Girls: A History of Growing Up Female in America

The idea for this book came to me on May 24, 1994, at about 1:21 p.m. I was standing on the corner of Broadway and Twentieth street when the words—Girls! A History of Growing Up Female in America—suddenly popped up in my brain. Now, it is not unusual for words, ideas, and images to spontaneously show up in my brain. Some leave soon, some stay. Some are useful, some are not. Some make me laugh, some depress me. Others inspire me. The words—Girls: A History of Growing Up Female in America—electrified me.

I looked for information in many places—museums, archives, libraries, historical sites. I studied historical letters, diaries, memoirs, advice books, magazines, newspapers, official documents, paintings, pictures, advertisements, song lyrics, poems, novels, and cartoons.


Here is some of what I found: a Navajo Creation Story about a baby girl that explains the beginnings of the universe and of human beings; an account of an expedition in 1598 that included girls and established the first Spanish colony in what is now New Mexico; a passenger list from a ship that sailed from England to the Massachusetts Bay Colony with the names of 21 girls, who were under the age of 15, included the five Hull sisters— Joan, Temperance, Elizabeth, Grissel, and Dorothy; a journal entry that Elias Ball made on June 30, 1756, in which he recorded his purchase of six slaves, including Belinda and Priscilla—both age 10; a 1834 advice book for girls with this advice about jumping rope, “It is healthy exercise, and tends to make the form graceful but it should be used with moderation. I have known instances of blood vessels burst by young ladies;” a memoir by Harriet Hanson with the account of how in 1836 when she was 11 years old she participated in a “turnout”, or a strike at a textile mill in Lowell, Mass; and oral histories including one by Alice Sue Fun who talked about growing up in San Francisco’s Chinatown in the early 1900s, and one by Andreita Padilla who was raised by her grandmother in La Paloma, New Mexico, and one by Sheyann Webb who recorded her experiences of being eight years old and getting involved in the civil rights movement in Selma, Alabama.
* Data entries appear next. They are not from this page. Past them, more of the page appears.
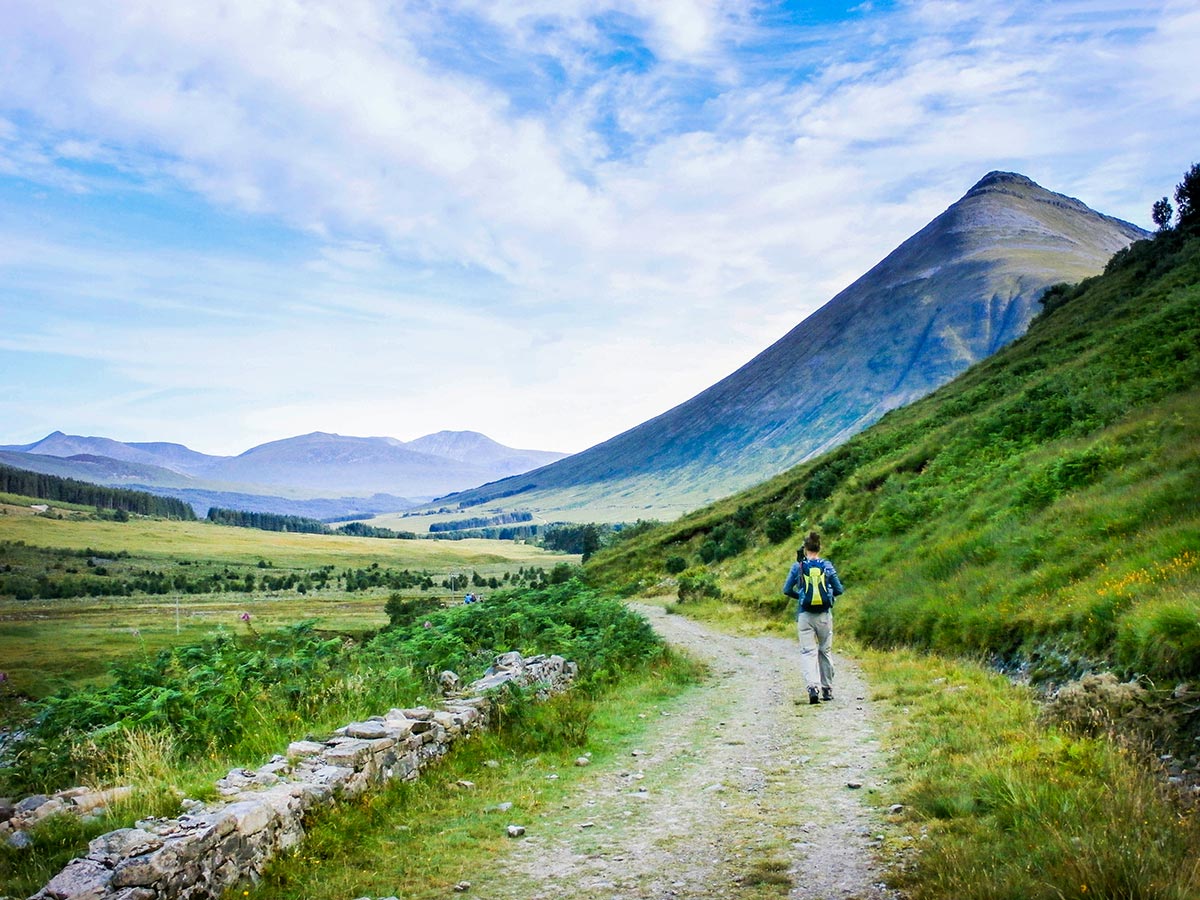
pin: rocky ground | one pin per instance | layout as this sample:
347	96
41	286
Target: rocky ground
739	791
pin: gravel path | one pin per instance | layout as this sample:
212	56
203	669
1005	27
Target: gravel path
737	792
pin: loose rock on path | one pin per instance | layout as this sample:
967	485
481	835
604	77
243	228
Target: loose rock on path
738	791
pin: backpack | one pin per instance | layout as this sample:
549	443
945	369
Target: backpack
816	591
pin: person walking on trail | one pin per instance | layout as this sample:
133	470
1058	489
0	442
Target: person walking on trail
815	583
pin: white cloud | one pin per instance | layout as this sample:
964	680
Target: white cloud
634	231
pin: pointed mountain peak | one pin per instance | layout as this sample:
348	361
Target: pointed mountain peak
1008	179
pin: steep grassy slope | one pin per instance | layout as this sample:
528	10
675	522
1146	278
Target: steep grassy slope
1042	508
954	293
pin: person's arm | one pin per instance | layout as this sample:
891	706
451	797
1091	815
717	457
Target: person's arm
834	581
793	576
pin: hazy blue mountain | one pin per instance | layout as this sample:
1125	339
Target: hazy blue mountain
954	293
283	472
481	450
168	456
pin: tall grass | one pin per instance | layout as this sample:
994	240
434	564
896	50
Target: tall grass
419	839
1042	510
1005	807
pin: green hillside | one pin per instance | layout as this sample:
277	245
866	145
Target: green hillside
1021	513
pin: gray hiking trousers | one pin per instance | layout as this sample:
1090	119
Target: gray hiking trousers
816	645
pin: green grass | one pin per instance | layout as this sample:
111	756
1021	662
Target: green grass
1041	511
419	839
1019	513
1002	805
47	645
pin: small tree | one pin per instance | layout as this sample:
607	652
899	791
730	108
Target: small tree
1187	199
1161	213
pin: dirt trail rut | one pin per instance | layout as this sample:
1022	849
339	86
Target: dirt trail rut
737	792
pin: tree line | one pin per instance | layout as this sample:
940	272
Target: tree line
480	522
69	490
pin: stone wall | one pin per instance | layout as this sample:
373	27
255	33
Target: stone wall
214	846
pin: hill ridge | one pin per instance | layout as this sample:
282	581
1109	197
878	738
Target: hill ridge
957	291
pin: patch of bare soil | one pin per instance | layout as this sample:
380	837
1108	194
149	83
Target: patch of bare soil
739	791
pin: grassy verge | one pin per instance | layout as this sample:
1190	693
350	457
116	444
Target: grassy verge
419	839
1000	804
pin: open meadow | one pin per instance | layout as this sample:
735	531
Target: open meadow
145	585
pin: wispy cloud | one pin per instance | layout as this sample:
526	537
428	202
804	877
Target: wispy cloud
497	210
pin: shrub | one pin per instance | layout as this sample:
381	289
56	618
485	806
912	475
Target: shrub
726	540
699	585
778	527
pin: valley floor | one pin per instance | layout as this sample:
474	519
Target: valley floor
737	792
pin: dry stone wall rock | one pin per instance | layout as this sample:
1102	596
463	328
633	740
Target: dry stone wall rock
214	846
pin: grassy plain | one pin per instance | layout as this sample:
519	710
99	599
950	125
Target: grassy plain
49	643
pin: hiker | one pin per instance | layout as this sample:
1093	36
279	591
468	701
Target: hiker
815	583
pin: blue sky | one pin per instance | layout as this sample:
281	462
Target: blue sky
544	220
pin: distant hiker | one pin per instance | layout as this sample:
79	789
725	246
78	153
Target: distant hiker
815	583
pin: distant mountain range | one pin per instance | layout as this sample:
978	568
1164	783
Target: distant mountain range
333	474
954	293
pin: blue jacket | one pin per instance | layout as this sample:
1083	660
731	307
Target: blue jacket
793	579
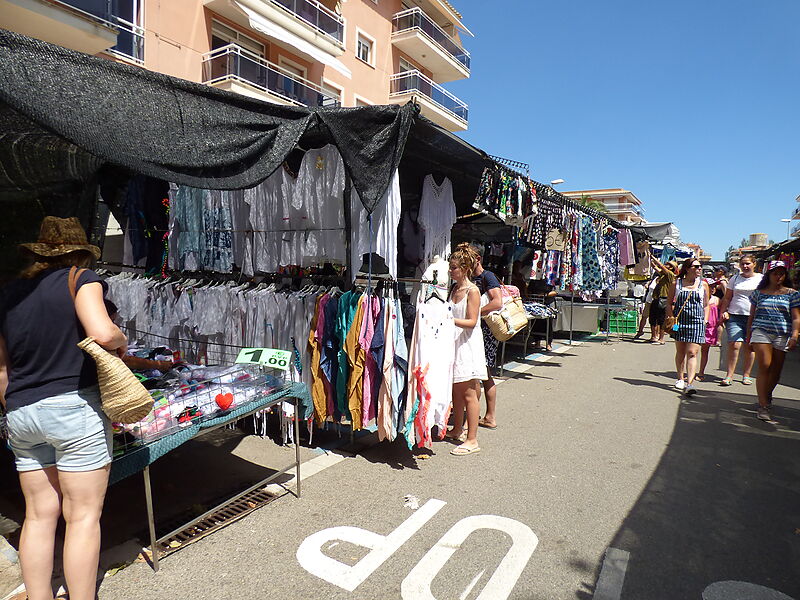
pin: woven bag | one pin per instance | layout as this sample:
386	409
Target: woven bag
508	321
125	399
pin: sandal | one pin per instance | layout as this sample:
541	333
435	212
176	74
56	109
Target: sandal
463	451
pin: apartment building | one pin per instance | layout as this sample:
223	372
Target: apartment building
292	52
620	204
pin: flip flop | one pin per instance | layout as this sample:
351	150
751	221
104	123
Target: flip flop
462	451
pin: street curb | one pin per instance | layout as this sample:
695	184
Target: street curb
10	572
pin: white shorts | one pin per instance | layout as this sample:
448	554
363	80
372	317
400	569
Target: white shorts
779	341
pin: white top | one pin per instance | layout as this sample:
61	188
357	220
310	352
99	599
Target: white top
470	358
385	220
437	215
742	287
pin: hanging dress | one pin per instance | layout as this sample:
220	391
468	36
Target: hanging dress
692	318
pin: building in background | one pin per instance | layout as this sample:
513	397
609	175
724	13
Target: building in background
795	230
620	204
292	52
699	253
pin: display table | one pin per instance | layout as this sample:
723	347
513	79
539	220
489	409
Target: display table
140	459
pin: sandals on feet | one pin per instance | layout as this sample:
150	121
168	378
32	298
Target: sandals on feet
464	450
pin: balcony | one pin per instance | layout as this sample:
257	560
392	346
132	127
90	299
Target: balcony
436	103
235	69
303	26
83	25
418	36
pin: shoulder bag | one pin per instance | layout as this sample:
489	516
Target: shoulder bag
671	323
509	320
125	399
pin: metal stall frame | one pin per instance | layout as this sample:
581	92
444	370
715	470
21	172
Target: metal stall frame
156	542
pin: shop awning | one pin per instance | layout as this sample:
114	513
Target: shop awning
178	130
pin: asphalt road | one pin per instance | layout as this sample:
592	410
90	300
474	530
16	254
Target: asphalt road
594	451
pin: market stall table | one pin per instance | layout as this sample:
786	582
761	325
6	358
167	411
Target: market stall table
142	457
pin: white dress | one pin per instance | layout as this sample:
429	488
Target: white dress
470	359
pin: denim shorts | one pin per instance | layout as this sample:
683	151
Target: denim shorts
69	431
779	341
736	327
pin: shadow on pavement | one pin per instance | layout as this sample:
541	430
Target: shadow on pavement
723	503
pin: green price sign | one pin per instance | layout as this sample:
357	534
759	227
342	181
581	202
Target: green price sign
268	357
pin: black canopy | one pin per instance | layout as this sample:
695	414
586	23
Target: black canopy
86	110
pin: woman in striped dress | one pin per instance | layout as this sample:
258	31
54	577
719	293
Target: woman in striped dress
688	301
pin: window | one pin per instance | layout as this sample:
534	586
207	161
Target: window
364	48
222	35
405	66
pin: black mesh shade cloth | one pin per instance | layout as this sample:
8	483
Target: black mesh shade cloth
64	113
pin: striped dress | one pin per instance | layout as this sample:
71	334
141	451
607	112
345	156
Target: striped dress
692	320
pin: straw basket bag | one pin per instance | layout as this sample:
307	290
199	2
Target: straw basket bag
125	399
508	321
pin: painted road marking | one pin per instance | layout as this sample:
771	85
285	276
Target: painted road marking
741	590
612	575
381	547
417	584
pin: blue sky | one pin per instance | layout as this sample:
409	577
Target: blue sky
692	105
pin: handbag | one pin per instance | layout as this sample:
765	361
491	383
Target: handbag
509	320
124	398
671	323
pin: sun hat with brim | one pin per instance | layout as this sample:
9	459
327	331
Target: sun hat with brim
59	236
775	264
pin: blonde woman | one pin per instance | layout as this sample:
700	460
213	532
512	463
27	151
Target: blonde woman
734	311
469	366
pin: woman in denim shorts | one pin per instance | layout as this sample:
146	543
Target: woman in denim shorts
59	435
734	310
773	329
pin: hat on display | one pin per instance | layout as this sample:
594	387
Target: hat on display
775	264
61	236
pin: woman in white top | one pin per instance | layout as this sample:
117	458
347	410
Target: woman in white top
469	366
734	311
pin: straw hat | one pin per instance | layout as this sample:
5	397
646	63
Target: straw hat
60	236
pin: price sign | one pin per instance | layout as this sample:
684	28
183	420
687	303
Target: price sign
268	357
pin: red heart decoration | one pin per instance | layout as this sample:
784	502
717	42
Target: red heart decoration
224	401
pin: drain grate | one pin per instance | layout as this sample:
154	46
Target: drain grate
226	515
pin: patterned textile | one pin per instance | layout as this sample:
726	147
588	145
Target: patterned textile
592	275
553	267
609	258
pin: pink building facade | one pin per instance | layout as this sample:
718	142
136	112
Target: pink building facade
294	52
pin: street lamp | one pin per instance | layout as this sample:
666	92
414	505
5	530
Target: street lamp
787	221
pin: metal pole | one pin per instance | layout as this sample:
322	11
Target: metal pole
571	314
151	524
297	442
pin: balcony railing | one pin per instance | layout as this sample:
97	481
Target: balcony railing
414	81
315	14
130	39
415	18
234	62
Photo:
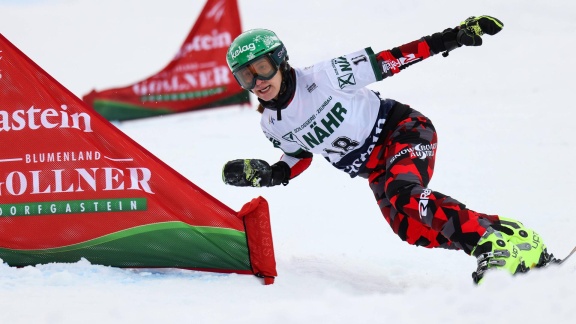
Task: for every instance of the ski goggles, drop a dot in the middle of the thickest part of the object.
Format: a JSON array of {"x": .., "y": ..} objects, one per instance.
[{"x": 262, "y": 68}]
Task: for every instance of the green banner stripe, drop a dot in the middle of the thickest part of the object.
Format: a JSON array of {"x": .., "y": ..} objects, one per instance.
[
  {"x": 73, "y": 207},
  {"x": 202, "y": 230},
  {"x": 170, "y": 244}
]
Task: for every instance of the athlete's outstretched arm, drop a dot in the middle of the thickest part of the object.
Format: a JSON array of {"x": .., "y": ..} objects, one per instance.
[{"x": 468, "y": 33}]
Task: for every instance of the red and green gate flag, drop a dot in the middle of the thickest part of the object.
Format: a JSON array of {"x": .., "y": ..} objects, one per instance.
[
  {"x": 72, "y": 185},
  {"x": 197, "y": 77}
]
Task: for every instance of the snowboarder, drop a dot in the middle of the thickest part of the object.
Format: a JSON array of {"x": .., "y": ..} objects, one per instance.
[{"x": 326, "y": 109}]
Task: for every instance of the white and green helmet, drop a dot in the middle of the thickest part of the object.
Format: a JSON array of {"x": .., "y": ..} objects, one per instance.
[{"x": 252, "y": 44}]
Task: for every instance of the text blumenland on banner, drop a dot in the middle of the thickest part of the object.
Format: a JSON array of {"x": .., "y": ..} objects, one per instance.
[{"x": 73, "y": 186}]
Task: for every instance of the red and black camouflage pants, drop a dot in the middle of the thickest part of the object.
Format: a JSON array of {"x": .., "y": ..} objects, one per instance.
[{"x": 400, "y": 169}]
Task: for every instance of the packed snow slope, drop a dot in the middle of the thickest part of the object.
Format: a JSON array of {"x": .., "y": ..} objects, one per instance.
[{"x": 505, "y": 117}]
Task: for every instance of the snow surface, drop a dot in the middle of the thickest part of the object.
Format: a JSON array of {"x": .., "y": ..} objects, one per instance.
[{"x": 504, "y": 113}]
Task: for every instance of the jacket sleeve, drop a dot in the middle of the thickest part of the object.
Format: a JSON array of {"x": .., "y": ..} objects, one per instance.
[{"x": 394, "y": 60}]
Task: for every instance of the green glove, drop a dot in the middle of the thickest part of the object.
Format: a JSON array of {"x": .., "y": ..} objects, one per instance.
[{"x": 472, "y": 28}]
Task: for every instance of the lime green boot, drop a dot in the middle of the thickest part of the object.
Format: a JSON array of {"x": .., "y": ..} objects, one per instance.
[
  {"x": 495, "y": 252},
  {"x": 532, "y": 249}
]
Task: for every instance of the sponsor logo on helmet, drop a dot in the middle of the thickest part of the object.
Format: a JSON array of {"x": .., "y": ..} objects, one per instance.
[
  {"x": 282, "y": 52},
  {"x": 241, "y": 49}
]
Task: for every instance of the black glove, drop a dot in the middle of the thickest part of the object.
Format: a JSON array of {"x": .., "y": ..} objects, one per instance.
[
  {"x": 472, "y": 28},
  {"x": 255, "y": 173}
]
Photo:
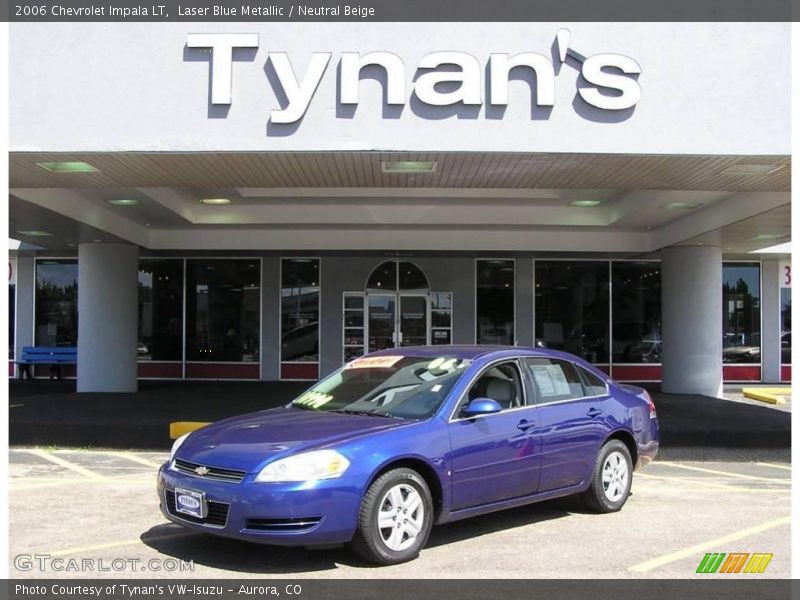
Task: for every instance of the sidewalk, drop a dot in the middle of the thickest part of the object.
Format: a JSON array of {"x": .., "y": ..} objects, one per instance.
[{"x": 50, "y": 413}]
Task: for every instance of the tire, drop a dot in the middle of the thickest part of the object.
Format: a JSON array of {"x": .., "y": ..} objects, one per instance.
[
  {"x": 611, "y": 479},
  {"x": 406, "y": 532}
]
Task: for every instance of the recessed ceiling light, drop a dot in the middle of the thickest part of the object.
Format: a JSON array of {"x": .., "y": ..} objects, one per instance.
[
  {"x": 408, "y": 166},
  {"x": 681, "y": 205},
  {"x": 745, "y": 169},
  {"x": 769, "y": 236},
  {"x": 35, "y": 233},
  {"x": 68, "y": 167}
]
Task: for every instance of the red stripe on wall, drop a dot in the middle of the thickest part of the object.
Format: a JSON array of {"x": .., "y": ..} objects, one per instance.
[
  {"x": 161, "y": 370},
  {"x": 308, "y": 371},
  {"x": 741, "y": 372},
  {"x": 643, "y": 372},
  {"x": 222, "y": 371},
  {"x": 44, "y": 370}
]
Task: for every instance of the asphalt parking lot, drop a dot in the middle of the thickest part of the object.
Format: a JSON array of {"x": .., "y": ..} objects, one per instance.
[{"x": 101, "y": 506}]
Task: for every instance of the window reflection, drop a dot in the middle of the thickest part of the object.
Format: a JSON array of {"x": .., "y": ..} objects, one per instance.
[
  {"x": 300, "y": 310},
  {"x": 741, "y": 313},
  {"x": 160, "y": 310},
  {"x": 56, "y": 303},
  {"x": 636, "y": 305},
  {"x": 572, "y": 308},
  {"x": 222, "y": 316},
  {"x": 494, "y": 299}
]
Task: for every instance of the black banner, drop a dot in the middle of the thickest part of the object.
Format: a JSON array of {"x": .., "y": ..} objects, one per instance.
[
  {"x": 722, "y": 588},
  {"x": 400, "y": 10}
]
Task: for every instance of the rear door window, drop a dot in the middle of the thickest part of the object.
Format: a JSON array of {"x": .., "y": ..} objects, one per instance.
[{"x": 555, "y": 380}]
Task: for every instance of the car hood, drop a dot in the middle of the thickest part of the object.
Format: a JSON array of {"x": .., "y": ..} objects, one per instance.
[{"x": 249, "y": 441}]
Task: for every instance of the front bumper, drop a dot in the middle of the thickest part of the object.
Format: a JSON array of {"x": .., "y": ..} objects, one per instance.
[{"x": 284, "y": 514}]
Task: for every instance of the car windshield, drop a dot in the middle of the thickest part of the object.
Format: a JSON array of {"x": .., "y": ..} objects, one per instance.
[{"x": 407, "y": 387}]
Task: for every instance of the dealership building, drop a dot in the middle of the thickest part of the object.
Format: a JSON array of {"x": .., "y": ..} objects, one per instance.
[{"x": 265, "y": 201}]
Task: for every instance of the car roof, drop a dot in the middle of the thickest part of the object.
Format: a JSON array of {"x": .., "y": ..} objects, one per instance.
[{"x": 468, "y": 351}]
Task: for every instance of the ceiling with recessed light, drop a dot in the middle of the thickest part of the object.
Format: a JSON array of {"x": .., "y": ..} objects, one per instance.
[{"x": 622, "y": 204}]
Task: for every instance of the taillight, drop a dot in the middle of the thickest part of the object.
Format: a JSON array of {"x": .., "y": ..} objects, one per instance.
[{"x": 651, "y": 404}]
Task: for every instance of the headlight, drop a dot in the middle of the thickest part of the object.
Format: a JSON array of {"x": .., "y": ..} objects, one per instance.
[
  {"x": 177, "y": 445},
  {"x": 310, "y": 466}
]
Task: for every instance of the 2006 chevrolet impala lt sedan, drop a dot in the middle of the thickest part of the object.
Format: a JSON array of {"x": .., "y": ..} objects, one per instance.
[{"x": 399, "y": 440}]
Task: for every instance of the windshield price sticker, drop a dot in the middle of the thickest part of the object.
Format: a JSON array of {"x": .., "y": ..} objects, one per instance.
[
  {"x": 313, "y": 399},
  {"x": 374, "y": 362}
]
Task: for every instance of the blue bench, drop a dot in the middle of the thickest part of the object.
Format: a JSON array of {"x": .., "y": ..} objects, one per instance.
[{"x": 54, "y": 356}]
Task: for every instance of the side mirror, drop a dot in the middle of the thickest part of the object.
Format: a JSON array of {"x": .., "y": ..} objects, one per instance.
[{"x": 481, "y": 406}]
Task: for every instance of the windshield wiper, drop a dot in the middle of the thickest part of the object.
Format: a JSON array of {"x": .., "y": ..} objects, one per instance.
[{"x": 371, "y": 413}]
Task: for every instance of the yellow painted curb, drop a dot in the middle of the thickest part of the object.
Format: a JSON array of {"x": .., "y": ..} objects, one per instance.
[
  {"x": 178, "y": 428},
  {"x": 769, "y": 395}
]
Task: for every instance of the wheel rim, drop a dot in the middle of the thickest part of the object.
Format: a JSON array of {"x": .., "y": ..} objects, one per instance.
[
  {"x": 615, "y": 476},
  {"x": 400, "y": 517}
]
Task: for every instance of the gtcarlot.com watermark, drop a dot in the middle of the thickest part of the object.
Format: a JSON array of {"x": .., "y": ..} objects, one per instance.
[{"x": 56, "y": 564}]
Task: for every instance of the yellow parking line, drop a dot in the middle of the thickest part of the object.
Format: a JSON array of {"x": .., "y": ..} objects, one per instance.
[
  {"x": 725, "y": 473},
  {"x": 134, "y": 458},
  {"x": 774, "y": 466},
  {"x": 707, "y": 485},
  {"x": 706, "y": 546},
  {"x": 119, "y": 544},
  {"x": 66, "y": 464}
]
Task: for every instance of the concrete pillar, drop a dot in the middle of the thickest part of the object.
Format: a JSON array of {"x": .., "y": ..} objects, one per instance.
[
  {"x": 771, "y": 320},
  {"x": 26, "y": 292},
  {"x": 691, "y": 316},
  {"x": 107, "y": 309}
]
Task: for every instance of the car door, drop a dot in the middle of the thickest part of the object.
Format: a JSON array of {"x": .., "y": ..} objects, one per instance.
[
  {"x": 493, "y": 457},
  {"x": 570, "y": 423}
]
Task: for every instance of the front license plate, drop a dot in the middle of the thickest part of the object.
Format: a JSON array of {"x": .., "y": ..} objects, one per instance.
[{"x": 190, "y": 502}]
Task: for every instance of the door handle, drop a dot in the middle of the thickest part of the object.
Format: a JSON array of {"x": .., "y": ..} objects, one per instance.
[{"x": 524, "y": 425}]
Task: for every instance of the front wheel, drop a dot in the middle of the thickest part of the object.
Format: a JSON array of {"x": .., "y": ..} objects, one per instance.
[
  {"x": 395, "y": 518},
  {"x": 611, "y": 479}
]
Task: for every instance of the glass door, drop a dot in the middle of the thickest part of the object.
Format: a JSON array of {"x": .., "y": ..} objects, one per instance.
[
  {"x": 381, "y": 321},
  {"x": 413, "y": 321}
]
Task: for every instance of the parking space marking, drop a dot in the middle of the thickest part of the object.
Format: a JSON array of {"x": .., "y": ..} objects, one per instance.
[
  {"x": 133, "y": 458},
  {"x": 660, "y": 561},
  {"x": 783, "y": 480},
  {"x": 708, "y": 485},
  {"x": 66, "y": 464},
  {"x": 131, "y": 542},
  {"x": 774, "y": 466}
]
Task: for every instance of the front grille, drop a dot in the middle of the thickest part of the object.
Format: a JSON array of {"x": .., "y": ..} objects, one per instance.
[
  {"x": 217, "y": 512},
  {"x": 217, "y": 473},
  {"x": 283, "y": 525}
]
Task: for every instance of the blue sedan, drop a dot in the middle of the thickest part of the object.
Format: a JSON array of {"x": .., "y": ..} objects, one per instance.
[{"x": 397, "y": 441}]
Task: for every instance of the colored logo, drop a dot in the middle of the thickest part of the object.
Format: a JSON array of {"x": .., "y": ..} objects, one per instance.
[
  {"x": 189, "y": 502},
  {"x": 734, "y": 562}
]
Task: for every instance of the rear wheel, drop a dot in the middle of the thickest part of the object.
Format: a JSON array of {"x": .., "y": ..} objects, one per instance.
[
  {"x": 611, "y": 479},
  {"x": 395, "y": 519}
]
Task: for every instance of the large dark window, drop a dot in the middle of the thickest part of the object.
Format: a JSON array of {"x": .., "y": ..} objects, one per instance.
[
  {"x": 741, "y": 313},
  {"x": 222, "y": 310},
  {"x": 300, "y": 310},
  {"x": 786, "y": 326},
  {"x": 636, "y": 318},
  {"x": 160, "y": 310},
  {"x": 56, "y": 303},
  {"x": 572, "y": 308},
  {"x": 494, "y": 302}
]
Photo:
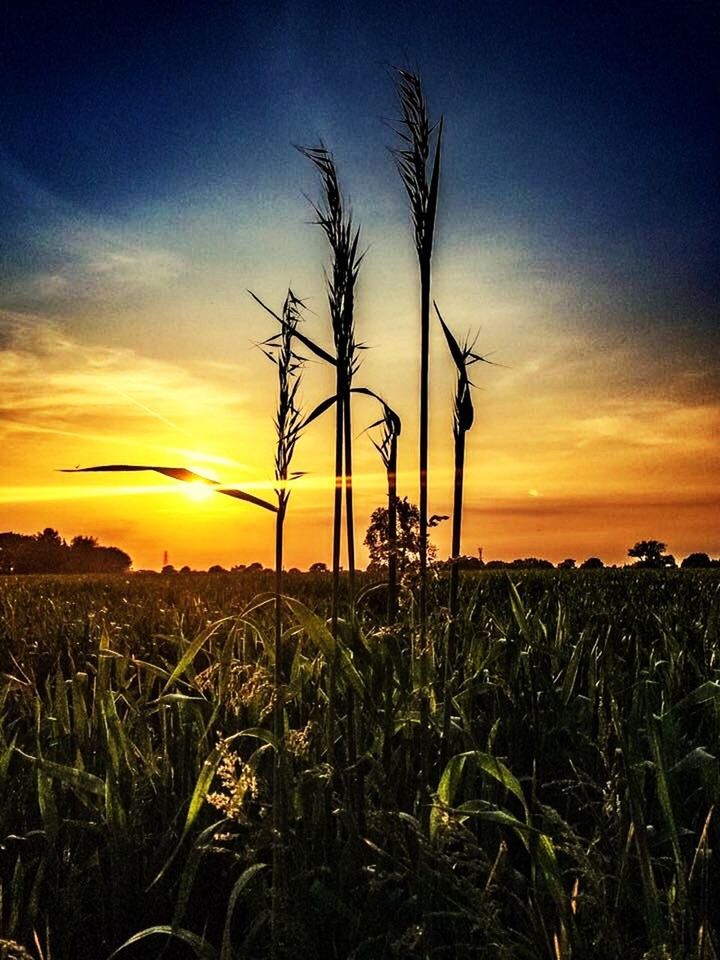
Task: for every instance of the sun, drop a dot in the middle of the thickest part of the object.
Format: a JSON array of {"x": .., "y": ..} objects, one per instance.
[{"x": 198, "y": 490}]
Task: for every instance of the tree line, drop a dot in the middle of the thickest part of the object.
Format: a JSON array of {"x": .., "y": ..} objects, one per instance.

I also read about Elizabeth Murray who talked about growing up in the Bronx. Her father was addicted to drugs and had AIDS. Her mother died of AIDS. Elizabeth was left to raise herself. For a time she lived on park benches and the street. But she stayed in school, graduated at the top of her class, and received a four-year college scholarship from the New York Times. When she was homeless, says Elizabeth, “I started to grasp the value of the lessons I was learning living on the streets. I knew, after overcoming these obstacles, next to nothing could hold me down.”Girls: A History of Growing Up Female In America has 131 pictures and I traveled to many archives and took some photographs myself in order to get compelling images, some of which have never been published, including pictures of: a baby girl sitting on a pile of pillows getting an electric permanent wave to curl her hair; 19th century paper dolls of Topsey and Eva St. Claire, two characters from Uncle Tom’s Cabin by Harriet Beecher Stowe; and a picture of the four Crisman sisters, each of whom staked out her own homestead, built a shelter, and survived on the prairie.


I also included a picture of me as a little girl and my sister with the hope that you, the readers, will put a picture of yourself in the book, too. My hope is that you will engage with this history and relate your personal stories and images to the stories and images that I included in Girls: A History of Growing Up Female in America. Like Kay Althoff did when she saw the picture of the baby girl getting an electric permanent. “I remember having that done to me!,” she exclaimed. “It was hot, smelly, messy. Torture, pure torture.” Or Janet Schulman did when she saw the picture of the newspaper girls “My brothers had paper routes,” she said. “But I wasn’t allowed to, even through I really wanted one.” Or Jennifer Sheridan’s eleven-year-old niece did when she read Girls and excitedly discovered that her “Granny Hindy” whose full name was Hilda Satt
Polachek—was in Girls. The story of growing up female in America is not one girl’s story but many girls’—Native American; colonial, slave; immigrant, pioneer; rich, middle-class, and poor. It is the stirring story of ordinary and extraordinary girls who found ingenious ways of making do and performed incredible feats of derring-do.

I wrote Girls: A History of Growing Up Female in America because the fact of being born female in America matters, and it always has. For most of American history, it meant fewer rights, freedoms, and opportunities. It meant stereotypes, jokes, and teasing. Nevertheless, many girls faced growing up female with vigor. Countless numbers of girls confronted their fears, overcame obstacles, spoke their minds, cherished their friends and family, contribute to the world around them, and left a legacy that can educate and inspire all of us.